The Obama administration’s legal approach adopted a wait and see attitude as the law continued to develop rather than banning on the basis of sexual discrimination applicable to sexual orientation alone. It allowed the gay rights to evolve over time and not discriminating based on gender stereotypes.
The decision of filing a strong brief by the Justice Department of Trump administration declaring that bias in sex discrimination is not only based on sexual orientation is a notable shift in attitude. It is unclear as to why was a brief filed by the Justice Department and whether it was a stand-alone effort or a part of larger ideological change.
Vanita Gupta, President of the Leadership Conference on Civil and Human Rights, who ran Justice Department’s civil rights division under Mr. Obama, stated that the brief filed by Trump administration is in contravention of recent decisions by the court and the guidance issued by E.E.O.C. She also stated that only political appointees have signed the brief and not the career employees.

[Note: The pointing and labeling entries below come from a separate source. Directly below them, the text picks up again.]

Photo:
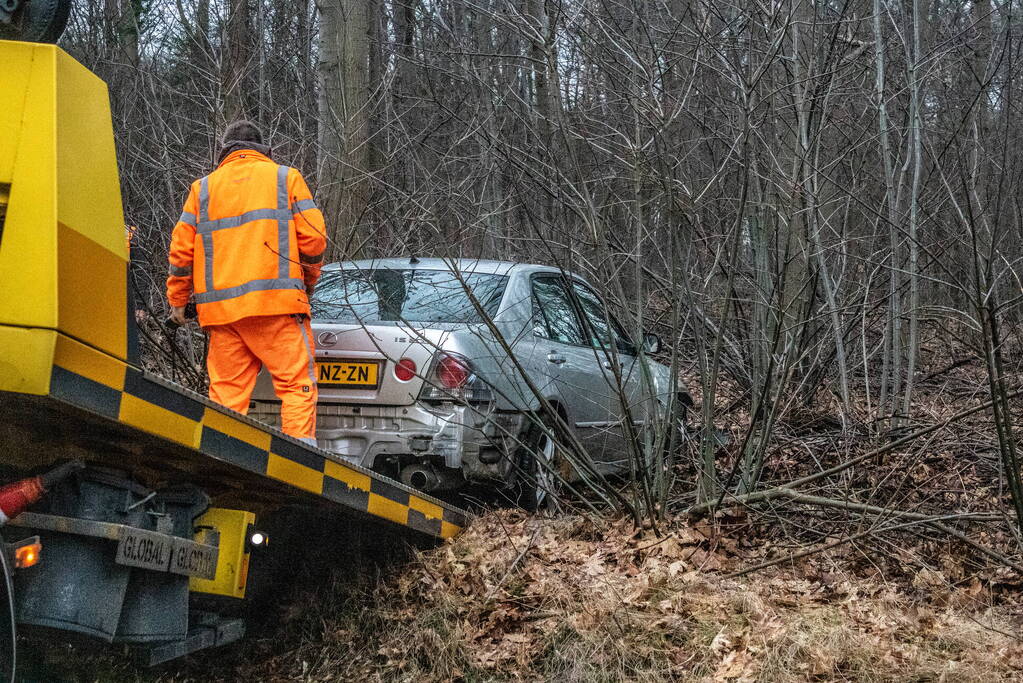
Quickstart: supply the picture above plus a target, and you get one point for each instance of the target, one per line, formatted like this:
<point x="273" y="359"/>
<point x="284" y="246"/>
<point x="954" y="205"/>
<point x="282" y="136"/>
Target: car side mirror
<point x="651" y="343"/>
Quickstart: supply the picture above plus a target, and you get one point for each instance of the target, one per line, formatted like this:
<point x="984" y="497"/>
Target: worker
<point x="249" y="247"/>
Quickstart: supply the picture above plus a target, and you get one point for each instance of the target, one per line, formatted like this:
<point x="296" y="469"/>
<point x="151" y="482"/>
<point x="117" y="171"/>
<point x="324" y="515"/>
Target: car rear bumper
<point x="471" y="439"/>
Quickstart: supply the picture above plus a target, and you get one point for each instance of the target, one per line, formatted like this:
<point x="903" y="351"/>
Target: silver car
<point x="434" y="370"/>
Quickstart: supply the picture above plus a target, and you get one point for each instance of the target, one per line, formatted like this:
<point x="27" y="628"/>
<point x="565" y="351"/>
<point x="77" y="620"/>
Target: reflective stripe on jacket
<point x="249" y="242"/>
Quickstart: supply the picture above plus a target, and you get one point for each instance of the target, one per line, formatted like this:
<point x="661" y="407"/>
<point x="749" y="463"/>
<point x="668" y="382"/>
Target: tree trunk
<point x="344" y="117"/>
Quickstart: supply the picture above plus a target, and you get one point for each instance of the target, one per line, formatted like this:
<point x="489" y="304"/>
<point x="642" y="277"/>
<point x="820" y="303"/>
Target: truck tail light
<point x="28" y="555"/>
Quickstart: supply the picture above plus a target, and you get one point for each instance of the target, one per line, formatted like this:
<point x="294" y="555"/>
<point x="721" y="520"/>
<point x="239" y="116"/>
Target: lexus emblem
<point x="327" y="338"/>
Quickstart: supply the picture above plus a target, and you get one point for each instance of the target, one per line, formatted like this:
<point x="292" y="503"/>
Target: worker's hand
<point x="178" y="315"/>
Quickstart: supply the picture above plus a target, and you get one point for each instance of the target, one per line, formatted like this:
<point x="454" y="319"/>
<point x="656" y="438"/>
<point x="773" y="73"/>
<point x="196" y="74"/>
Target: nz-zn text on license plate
<point x="348" y="373"/>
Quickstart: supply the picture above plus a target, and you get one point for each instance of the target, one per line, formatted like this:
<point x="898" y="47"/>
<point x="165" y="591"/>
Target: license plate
<point x="137" y="547"/>
<point x="159" y="552"/>
<point x="357" y="374"/>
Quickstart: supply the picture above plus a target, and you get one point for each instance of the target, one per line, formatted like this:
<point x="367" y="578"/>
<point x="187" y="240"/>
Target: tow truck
<point x="133" y="503"/>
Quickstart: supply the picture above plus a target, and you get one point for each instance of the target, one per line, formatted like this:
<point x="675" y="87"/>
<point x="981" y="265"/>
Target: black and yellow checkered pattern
<point x="107" y="386"/>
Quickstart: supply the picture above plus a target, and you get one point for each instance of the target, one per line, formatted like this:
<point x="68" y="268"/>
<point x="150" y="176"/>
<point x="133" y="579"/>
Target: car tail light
<point x="452" y="377"/>
<point x="405" y="369"/>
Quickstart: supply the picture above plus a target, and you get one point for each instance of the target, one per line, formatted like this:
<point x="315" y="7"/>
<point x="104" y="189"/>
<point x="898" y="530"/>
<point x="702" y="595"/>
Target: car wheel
<point x="537" y="483"/>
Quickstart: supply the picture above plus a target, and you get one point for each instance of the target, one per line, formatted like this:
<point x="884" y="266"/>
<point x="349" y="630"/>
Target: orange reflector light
<point x="28" y="555"/>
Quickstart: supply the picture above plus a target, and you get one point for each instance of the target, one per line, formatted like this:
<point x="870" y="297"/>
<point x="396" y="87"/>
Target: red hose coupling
<point x="17" y="496"/>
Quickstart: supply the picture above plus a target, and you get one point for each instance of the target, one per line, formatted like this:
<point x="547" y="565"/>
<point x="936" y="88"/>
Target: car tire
<point x="537" y="485"/>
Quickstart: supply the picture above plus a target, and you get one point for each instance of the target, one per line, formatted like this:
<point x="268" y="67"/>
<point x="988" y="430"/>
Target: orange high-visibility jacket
<point x="249" y="242"/>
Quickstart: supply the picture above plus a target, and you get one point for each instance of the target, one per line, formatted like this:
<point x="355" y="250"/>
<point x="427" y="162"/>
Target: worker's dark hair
<point x="242" y="131"/>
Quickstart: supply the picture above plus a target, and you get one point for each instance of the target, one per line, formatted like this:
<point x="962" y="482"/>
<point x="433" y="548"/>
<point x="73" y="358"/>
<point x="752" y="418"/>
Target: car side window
<point x="554" y="311"/>
<point x="599" y="333"/>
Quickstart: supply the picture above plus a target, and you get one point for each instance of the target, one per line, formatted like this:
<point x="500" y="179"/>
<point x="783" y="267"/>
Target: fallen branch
<point x="850" y="539"/>
<point x="775" y="492"/>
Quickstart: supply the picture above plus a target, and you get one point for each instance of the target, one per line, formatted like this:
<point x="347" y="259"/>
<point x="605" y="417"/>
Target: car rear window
<point x="415" y="296"/>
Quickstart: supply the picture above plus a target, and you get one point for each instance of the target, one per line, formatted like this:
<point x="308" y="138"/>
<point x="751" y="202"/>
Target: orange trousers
<point x="283" y="345"/>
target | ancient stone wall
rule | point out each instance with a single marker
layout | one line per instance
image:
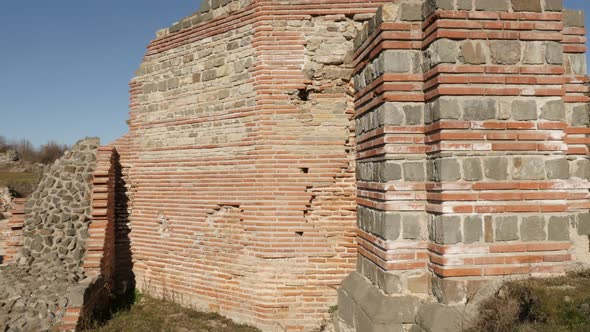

The brief filed by the Trump Administration is condemned by the civil rights activists. Mr. James Esseks, the director of the American Civil Liberties Union’s L.G.B.T and H.I.V. project has stated that the Justice Department and Trump administration are exposing people to discrimination. He called the brief a “gratuitous and extraordinary attack on L.G.B.T. people’s civil rights.”
Devin O’Malley, a Justice Department spokesman, stated that the brief was in harmony with the Justice Department’s stand and the decisions of 10 different courts of appeals. He added that the filing reiterates the fundamental belief of the department and that the court cannot expand the law.
There are a few states that have their own laws which ban bias at workplace based on sexual orientation but there are states that do not have such laws. According to Mr. Douglas Wigdor, and employment lawyer in New York City, a federal standard is required orelse quite a few numbers of people will be subjected to such discrimination at work.